Global diversity and antimicrobial resistance of typhoid fever pathogens: Insights from a meta-analysis of 13,000 Salmonella Typhi genomes
Figures

Global genotype prevalence estimates.
Based on assumed acute cases isolated from untargeted sampling frames from 2010 onwards, with known country of origin (total N=9478 genomes). (a) Genotype prevalence by world region, 2010–2020. Countries contributing data are shaded in beige, and are grouped by regions as defined by the UN statistics division. (b) Annual genotype prevalence for countries with ≥50 genomes where typhoid is endemic. In both plots, colours indicate prevalence of Typhi genotypes, as per inset legend. Genotypes not exceeding 20% frequency in at least one country are aggregated as ‘other’. Full data on regional and national genotype prevalences, including raw counts, proportions, and 95% confidence intervals, are given in Supplementary files 5 and 6, respectively.

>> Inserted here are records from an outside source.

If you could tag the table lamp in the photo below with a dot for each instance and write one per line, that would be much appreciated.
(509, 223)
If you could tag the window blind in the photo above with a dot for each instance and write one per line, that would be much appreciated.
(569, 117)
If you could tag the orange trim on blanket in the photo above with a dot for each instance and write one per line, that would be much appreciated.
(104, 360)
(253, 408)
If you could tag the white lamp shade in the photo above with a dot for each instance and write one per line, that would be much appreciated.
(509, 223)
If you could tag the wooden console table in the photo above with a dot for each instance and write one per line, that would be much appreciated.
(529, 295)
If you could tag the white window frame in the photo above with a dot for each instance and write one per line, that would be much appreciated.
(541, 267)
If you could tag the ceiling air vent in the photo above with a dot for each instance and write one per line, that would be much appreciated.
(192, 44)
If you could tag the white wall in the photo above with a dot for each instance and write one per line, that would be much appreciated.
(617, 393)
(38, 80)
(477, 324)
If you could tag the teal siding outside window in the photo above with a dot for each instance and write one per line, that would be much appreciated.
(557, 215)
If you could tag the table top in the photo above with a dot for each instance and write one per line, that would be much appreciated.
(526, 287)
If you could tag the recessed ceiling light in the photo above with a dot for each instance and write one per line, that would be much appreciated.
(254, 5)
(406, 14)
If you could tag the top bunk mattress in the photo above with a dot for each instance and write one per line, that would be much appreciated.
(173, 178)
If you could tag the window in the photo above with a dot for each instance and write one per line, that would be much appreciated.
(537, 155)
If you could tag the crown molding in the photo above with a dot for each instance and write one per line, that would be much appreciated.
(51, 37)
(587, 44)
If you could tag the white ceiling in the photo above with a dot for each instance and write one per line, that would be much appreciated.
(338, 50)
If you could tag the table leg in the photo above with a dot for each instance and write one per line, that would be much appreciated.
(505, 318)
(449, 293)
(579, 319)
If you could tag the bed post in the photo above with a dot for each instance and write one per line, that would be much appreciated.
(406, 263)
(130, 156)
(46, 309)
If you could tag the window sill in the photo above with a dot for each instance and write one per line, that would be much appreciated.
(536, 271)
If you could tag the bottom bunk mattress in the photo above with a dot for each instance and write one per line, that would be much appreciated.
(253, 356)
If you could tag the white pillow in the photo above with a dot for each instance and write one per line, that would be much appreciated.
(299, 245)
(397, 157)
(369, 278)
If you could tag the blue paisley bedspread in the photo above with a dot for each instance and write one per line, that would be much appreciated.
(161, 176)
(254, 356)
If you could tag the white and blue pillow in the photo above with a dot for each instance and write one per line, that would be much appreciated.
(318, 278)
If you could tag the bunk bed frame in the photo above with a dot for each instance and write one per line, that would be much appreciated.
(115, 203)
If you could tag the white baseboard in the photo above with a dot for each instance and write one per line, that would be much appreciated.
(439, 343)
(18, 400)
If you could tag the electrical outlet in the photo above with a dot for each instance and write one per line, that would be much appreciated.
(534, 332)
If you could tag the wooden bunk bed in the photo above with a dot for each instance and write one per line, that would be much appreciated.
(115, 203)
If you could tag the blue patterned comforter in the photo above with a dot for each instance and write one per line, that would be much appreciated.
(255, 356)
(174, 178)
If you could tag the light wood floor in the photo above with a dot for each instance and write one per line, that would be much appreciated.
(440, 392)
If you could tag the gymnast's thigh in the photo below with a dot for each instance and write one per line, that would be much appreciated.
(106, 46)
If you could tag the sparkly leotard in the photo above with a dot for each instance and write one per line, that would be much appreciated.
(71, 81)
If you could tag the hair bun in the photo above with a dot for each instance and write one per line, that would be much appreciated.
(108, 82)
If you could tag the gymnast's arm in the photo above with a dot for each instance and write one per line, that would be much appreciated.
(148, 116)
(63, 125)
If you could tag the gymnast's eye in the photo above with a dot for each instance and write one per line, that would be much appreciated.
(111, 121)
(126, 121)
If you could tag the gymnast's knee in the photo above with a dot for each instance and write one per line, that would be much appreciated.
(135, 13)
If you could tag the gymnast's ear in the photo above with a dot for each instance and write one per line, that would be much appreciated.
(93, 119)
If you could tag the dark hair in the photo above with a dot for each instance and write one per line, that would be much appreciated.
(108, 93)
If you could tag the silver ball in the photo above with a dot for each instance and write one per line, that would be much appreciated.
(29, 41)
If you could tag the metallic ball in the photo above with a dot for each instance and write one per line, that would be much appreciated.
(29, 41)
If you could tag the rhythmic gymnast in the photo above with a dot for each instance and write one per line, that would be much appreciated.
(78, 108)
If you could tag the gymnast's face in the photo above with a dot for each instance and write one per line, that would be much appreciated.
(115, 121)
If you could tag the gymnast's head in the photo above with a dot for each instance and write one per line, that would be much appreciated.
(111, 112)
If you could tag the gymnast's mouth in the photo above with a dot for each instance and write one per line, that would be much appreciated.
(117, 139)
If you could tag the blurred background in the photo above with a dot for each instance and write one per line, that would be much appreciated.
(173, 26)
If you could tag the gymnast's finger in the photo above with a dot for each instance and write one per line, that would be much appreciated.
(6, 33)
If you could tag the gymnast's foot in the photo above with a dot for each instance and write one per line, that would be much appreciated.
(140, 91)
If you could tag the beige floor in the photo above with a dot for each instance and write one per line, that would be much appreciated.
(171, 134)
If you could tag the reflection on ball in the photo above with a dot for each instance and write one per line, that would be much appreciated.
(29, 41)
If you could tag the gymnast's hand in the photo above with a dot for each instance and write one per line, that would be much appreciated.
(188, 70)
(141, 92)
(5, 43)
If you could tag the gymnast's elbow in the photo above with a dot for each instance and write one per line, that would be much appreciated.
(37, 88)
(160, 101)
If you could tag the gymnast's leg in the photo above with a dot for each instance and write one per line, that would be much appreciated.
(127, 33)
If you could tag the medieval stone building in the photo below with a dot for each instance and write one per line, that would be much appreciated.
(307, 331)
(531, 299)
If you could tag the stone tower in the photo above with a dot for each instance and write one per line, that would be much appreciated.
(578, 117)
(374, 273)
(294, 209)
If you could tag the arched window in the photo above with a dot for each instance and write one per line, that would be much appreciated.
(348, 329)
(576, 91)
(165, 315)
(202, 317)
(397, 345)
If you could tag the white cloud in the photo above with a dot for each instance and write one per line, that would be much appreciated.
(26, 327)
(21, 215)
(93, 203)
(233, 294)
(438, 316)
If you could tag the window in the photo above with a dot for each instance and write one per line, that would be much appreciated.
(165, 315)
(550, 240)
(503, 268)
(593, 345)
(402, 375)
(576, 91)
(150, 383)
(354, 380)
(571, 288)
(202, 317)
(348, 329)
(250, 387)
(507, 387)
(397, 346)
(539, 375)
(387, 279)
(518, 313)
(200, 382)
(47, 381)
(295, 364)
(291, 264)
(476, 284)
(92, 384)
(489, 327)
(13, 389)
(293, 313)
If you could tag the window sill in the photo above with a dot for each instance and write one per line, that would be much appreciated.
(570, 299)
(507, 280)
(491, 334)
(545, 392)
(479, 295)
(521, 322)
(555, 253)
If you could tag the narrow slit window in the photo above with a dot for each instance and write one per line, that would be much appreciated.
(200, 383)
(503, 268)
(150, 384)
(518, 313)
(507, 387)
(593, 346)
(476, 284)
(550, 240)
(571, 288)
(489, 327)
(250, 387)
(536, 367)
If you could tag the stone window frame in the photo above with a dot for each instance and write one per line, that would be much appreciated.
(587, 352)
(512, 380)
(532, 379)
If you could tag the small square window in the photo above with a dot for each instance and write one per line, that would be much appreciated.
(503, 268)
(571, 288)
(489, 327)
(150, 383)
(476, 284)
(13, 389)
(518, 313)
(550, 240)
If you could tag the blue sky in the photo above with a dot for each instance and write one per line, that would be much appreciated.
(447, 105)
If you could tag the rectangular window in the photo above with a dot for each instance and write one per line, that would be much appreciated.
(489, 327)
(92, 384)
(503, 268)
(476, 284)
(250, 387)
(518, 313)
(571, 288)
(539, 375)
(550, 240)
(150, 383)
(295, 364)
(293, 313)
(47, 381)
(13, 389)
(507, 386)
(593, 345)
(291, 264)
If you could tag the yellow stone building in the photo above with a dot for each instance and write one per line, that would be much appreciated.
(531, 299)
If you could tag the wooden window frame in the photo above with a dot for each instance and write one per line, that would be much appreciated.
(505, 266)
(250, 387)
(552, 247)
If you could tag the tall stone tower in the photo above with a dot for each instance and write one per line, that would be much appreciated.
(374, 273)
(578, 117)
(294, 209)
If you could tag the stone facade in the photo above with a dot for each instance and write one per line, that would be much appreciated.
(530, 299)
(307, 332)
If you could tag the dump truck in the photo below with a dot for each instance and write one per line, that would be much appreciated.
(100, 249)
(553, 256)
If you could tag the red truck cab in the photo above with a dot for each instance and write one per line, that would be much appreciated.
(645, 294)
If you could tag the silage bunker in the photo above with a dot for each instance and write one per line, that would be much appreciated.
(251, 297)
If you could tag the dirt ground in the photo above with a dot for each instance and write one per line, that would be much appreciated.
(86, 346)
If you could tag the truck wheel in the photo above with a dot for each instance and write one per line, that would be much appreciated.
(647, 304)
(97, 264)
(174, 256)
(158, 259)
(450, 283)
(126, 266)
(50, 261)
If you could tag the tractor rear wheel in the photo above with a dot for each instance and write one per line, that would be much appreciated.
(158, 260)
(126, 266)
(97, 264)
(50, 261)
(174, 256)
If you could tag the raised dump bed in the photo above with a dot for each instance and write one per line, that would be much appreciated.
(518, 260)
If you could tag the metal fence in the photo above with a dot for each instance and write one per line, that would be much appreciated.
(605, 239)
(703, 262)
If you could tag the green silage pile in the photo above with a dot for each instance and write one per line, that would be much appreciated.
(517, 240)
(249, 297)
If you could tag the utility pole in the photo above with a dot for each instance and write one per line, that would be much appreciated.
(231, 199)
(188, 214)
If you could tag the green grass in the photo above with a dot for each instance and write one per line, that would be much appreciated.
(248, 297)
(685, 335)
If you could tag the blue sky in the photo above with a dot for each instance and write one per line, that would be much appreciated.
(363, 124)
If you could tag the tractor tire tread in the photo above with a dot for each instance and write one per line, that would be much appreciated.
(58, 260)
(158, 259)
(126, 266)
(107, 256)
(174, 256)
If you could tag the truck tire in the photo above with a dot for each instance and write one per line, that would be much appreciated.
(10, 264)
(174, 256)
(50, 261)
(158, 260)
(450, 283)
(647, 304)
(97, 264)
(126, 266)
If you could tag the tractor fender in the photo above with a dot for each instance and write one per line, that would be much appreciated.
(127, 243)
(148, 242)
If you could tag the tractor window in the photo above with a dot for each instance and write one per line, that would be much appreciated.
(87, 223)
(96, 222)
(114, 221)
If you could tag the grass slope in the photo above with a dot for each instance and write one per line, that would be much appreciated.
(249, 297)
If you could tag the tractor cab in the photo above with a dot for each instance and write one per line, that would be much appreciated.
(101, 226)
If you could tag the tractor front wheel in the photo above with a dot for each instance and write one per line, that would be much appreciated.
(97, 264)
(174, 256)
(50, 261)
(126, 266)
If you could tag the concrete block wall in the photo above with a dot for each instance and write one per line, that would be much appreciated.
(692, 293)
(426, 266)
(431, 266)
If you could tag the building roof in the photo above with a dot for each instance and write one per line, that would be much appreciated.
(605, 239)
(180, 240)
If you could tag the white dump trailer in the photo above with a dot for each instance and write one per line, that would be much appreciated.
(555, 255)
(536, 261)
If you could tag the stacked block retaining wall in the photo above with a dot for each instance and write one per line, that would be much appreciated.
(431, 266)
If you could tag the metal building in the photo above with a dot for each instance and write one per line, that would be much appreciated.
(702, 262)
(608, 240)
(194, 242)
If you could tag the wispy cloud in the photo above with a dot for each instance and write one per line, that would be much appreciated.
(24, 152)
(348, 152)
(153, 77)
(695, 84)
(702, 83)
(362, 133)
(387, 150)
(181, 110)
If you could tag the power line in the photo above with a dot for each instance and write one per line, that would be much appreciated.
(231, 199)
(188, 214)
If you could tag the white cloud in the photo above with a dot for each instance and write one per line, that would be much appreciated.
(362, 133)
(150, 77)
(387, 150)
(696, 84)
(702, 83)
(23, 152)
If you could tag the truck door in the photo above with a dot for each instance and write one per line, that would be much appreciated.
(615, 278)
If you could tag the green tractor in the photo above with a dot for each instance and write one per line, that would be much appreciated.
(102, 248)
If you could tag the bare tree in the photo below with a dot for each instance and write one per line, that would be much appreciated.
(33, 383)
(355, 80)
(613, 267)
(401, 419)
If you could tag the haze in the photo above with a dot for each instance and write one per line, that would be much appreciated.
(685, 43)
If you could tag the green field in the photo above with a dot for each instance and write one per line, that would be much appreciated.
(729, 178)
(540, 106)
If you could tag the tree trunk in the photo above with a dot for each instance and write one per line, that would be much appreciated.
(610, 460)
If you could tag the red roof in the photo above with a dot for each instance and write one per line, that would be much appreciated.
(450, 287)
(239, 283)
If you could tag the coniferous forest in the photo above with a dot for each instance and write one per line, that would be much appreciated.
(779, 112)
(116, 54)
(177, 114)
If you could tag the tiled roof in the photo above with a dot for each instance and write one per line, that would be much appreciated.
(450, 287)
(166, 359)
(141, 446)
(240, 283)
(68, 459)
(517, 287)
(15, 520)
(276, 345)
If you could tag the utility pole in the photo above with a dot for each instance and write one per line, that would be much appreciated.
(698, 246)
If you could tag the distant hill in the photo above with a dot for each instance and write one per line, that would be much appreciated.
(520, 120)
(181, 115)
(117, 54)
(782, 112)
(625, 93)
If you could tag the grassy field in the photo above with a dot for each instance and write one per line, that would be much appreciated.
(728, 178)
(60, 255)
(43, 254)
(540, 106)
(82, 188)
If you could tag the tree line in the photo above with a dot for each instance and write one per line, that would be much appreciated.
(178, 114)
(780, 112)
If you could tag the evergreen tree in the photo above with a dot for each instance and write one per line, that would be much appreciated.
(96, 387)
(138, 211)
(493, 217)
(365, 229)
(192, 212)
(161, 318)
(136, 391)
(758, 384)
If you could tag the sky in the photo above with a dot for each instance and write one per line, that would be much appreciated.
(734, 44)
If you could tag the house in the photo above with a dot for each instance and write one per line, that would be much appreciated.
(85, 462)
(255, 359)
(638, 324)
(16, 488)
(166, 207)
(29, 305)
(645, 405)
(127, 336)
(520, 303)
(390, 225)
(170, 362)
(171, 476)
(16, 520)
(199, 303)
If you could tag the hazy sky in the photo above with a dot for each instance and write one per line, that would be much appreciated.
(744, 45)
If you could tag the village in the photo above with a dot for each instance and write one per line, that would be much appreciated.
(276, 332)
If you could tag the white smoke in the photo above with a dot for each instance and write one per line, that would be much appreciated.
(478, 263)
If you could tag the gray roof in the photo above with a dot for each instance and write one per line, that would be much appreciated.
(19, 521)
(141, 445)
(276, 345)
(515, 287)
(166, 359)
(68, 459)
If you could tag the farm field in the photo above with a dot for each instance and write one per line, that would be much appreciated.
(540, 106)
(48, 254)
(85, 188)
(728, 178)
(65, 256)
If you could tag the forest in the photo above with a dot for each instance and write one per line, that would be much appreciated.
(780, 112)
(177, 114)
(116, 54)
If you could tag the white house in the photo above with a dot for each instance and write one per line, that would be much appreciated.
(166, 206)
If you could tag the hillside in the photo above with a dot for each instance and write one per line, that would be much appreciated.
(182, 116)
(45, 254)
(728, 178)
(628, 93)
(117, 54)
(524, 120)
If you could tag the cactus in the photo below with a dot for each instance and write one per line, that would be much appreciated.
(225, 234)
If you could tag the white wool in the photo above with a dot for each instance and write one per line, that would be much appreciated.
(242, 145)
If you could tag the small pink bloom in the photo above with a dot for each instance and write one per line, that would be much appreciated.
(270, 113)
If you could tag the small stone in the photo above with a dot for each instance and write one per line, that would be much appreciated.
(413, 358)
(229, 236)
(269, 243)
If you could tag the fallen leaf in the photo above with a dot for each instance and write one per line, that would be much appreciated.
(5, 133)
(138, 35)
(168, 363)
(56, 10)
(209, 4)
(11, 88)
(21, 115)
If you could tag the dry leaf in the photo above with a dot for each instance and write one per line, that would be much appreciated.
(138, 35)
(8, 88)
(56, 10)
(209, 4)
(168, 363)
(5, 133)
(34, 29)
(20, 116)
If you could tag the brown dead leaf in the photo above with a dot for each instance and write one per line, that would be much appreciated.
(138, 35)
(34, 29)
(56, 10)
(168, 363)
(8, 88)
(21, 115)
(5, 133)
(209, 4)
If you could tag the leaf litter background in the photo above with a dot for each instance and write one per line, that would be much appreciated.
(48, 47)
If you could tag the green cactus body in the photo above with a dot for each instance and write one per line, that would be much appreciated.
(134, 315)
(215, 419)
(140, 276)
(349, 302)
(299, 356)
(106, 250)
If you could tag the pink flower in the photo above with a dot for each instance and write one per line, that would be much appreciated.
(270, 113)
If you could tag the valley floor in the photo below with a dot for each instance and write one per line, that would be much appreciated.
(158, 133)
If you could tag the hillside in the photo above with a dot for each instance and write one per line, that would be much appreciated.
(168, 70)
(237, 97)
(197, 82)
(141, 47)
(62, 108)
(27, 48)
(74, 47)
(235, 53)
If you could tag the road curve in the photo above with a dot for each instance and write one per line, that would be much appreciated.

Genome size pre- and post-filtering, stratified by detection of an IncHI1 plasmid replicon marker.
(a) All assemblies examined (n=13,000). (b) Assemblies of genomes included in the analysis (n=12,965), inclusion criterion being size between 4.5 and 5.5 Mbp.

Annual breakdown of genotypes per world region, 2010–2020, for regions with ≥20 representative genomes.
Bars show genotype prevalence rates observed per annum, coloured as per inset legend. Genotypes present at ≥20% frequency in any country are indicated separately, rare genotypes are aggregated as ‘other’. Full data, including raw counts, proportions, and 95% confidence intervals, are available in Supplementary file 5.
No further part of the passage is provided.